Paramilitaries seize town as fighting rages in Sudan's second city
Sudanese paramilitaries on Monday pressed deeper into the former safe haven of Wad Madani, the capital of Al-Jazira state where they also seized the town of Rufaa, witnesses said.
It came a day after the paramilitary Rapid Support Forces set up a base in Wad Madani, where their offensive has sent thousands fleeing Sudan's second city and former aid hub, many of them already displaced.
The paramilitary Rapid Support Forces (RSF) "took control of Rufaa", 40 kilometres (25 miles) north of Wad Madani, the witnesses told AFP.They said the RSF took over "the army headquarters, the police office, and the hospital after a clash that lasted for one hour" in the town.
Since fighting broke out on April 15 between army chief Abdel Fattah al-Burhan and his former deputy, RSF commander Mohamed Hamdan Daglo, the city of Wad Madani, 180 kilometres (110 miles) south of Khartoum, became a haven for thousands of displaced people during the conflict.

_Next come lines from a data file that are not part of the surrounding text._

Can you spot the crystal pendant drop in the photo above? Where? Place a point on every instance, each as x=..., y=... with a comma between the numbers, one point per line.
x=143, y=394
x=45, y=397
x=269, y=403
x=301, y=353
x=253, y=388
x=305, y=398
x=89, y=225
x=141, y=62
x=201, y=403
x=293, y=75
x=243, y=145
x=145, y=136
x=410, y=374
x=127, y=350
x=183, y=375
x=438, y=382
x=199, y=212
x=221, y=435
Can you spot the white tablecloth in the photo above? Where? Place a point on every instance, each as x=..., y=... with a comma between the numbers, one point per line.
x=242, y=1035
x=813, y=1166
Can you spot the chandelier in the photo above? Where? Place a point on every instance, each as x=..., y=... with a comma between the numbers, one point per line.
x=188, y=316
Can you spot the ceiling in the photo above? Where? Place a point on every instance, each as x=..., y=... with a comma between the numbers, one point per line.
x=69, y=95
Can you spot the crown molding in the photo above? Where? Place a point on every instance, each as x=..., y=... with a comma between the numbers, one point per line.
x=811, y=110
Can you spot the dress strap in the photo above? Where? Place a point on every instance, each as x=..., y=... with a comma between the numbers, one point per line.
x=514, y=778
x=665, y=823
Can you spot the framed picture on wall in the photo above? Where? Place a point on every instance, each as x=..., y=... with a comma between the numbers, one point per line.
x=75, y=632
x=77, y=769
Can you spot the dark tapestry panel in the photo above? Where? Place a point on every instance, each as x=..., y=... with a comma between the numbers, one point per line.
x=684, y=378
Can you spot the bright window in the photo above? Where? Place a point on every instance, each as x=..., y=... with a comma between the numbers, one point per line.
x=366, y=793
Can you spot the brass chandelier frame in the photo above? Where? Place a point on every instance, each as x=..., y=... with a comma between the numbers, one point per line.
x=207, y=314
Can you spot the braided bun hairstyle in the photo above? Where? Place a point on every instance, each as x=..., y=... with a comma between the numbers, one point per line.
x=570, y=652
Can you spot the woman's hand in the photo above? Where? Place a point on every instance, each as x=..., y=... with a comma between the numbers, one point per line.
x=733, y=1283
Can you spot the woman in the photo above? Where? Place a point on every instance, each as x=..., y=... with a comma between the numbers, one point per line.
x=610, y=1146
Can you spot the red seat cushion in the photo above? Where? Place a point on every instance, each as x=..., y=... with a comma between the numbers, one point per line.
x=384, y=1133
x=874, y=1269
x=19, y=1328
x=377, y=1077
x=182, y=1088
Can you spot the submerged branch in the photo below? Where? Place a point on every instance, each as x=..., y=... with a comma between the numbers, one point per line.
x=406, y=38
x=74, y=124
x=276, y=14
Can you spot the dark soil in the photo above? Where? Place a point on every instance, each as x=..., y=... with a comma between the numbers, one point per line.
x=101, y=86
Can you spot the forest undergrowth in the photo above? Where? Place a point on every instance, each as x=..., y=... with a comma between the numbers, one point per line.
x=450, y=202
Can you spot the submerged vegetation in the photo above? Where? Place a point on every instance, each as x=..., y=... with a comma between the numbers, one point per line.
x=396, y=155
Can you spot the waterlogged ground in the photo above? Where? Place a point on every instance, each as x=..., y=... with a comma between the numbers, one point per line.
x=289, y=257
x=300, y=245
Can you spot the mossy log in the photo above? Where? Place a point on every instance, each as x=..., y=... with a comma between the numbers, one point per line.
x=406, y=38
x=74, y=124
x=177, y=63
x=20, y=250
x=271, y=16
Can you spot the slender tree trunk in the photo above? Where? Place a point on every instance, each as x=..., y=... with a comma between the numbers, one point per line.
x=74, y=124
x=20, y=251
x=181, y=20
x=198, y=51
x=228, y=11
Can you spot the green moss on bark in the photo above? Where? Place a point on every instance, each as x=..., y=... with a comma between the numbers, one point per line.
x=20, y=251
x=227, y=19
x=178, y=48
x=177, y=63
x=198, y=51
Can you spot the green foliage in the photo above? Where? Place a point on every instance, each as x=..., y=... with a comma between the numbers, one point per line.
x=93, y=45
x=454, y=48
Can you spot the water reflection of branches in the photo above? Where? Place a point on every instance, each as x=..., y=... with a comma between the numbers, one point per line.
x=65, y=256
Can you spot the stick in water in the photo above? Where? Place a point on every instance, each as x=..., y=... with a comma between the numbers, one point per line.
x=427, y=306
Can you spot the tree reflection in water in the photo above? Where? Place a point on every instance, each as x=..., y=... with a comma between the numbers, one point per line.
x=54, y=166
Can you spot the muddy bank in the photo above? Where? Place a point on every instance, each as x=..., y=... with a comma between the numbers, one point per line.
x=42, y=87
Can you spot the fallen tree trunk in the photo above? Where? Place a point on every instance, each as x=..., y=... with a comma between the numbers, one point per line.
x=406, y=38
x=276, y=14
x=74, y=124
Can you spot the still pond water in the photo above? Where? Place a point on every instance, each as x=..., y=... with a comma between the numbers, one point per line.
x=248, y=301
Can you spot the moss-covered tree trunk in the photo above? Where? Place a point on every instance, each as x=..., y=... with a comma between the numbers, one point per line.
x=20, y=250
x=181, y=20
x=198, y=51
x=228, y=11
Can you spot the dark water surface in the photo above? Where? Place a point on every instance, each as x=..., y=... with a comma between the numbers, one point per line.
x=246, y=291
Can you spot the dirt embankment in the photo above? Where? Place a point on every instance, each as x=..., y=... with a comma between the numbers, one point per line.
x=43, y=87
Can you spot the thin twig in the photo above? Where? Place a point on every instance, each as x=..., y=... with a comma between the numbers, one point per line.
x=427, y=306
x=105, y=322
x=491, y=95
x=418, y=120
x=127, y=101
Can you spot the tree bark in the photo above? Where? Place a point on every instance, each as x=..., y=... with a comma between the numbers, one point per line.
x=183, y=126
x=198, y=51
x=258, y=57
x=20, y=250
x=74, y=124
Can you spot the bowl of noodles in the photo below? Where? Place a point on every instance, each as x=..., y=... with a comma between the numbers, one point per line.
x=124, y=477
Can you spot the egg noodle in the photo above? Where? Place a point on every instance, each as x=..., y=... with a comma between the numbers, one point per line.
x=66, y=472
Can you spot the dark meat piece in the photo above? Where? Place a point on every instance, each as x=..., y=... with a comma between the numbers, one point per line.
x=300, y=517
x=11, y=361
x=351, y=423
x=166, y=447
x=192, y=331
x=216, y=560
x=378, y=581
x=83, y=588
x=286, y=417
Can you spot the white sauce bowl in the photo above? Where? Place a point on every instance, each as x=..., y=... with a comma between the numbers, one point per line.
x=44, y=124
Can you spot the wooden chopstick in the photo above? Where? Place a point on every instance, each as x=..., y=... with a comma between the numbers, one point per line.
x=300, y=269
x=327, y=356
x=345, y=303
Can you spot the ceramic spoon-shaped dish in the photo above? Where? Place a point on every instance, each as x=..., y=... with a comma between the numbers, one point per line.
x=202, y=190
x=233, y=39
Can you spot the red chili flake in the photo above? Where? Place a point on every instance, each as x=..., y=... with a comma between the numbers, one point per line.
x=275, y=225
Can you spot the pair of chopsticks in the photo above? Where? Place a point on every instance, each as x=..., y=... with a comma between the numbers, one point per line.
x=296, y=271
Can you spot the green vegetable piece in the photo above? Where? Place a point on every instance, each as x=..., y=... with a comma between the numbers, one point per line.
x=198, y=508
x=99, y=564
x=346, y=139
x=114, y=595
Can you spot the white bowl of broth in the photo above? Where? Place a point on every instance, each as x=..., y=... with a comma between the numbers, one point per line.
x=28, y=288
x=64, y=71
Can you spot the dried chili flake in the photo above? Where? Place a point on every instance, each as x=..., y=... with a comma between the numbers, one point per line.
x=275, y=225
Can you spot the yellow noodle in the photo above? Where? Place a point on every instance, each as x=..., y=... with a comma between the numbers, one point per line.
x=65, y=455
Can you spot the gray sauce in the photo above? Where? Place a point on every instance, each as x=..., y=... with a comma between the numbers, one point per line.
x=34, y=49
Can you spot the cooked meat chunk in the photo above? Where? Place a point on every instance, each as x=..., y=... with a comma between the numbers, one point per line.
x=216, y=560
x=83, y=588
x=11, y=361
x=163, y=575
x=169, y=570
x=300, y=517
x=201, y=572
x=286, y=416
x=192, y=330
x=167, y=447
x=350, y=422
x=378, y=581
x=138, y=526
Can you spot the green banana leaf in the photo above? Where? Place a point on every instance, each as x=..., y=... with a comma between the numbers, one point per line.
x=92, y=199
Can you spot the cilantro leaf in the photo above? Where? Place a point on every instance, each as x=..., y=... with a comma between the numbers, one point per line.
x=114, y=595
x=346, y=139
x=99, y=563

The United Nations Office for the Coordination of Humanitarian Affairs (OCHA) said in a statement that the city's population had reached 700,000, after more than half a million people took shelter there, among them 270,000 who "need humanitarian assistance".
The RSF announced on X, formerly Twitter, on Monday that they "seized control of the SAF (army) First Infantry Division in Wad Madani".
It said its "operation included the liberation of the central reserve camp and the strategic Hantoob Bridge from the eastern side".
On Sunday, the army reported in a statement that the RSF attempted to capture Wad Madani.
"The security situation in Al-Jazira state has stabilised," the army said, adding, "we call on our people not to leave their homes."
The RSF had on Sunday "set up bases in the Al-Malikiyah neighbourhood, east of the city of Wad Madani," an AFP correspondent said.
The Norwegian Refugee Committee and the Intergovernmental Authority on Development (IGAD) East African bloc expressed concern over the spiralling violence in Al-Jazira state.
The American embassy warned on Sunday in a statement that "the continued advance of the Rapid Support Forces threatens massive civilian casualties and significant disruption to humanitarian assistance efforts".
It said the advance of Daglo's forces "has already caused large-scale displacement of civilians from Al-Jazira State... and the closure of markets in Wad Madani that many depend on."
In the western Darfur region, an army source told AFP that the air force struck military buildings, over which the RSF had announced its control in October, and the airport in Nyala, the state capital of South Darfur.
The source said "the RSF's Al-Zurq base, which is the main centre for supplies, was bombed".
The "Emergency Lawyers" advocacy group said in a statement on Monday that the bombardment "hit populated neighbourhoods at dawn today, and last Thursday the city witnessed bombing with explosive barrels that killed 10 civilians and left 37 injured".
The war between the army and the RSF has killed 12,190 people, according to conservative estimates by the Armed Conflict Locations and Events Data project.
It has displaced 5.4 million people inside the country, according to the UN, and sent over 1.3 million fleeing abroad.
Both sides in the conflict have been accused of indiscriminately bombing residential areas, using human shields, and robbing and harassing civilians.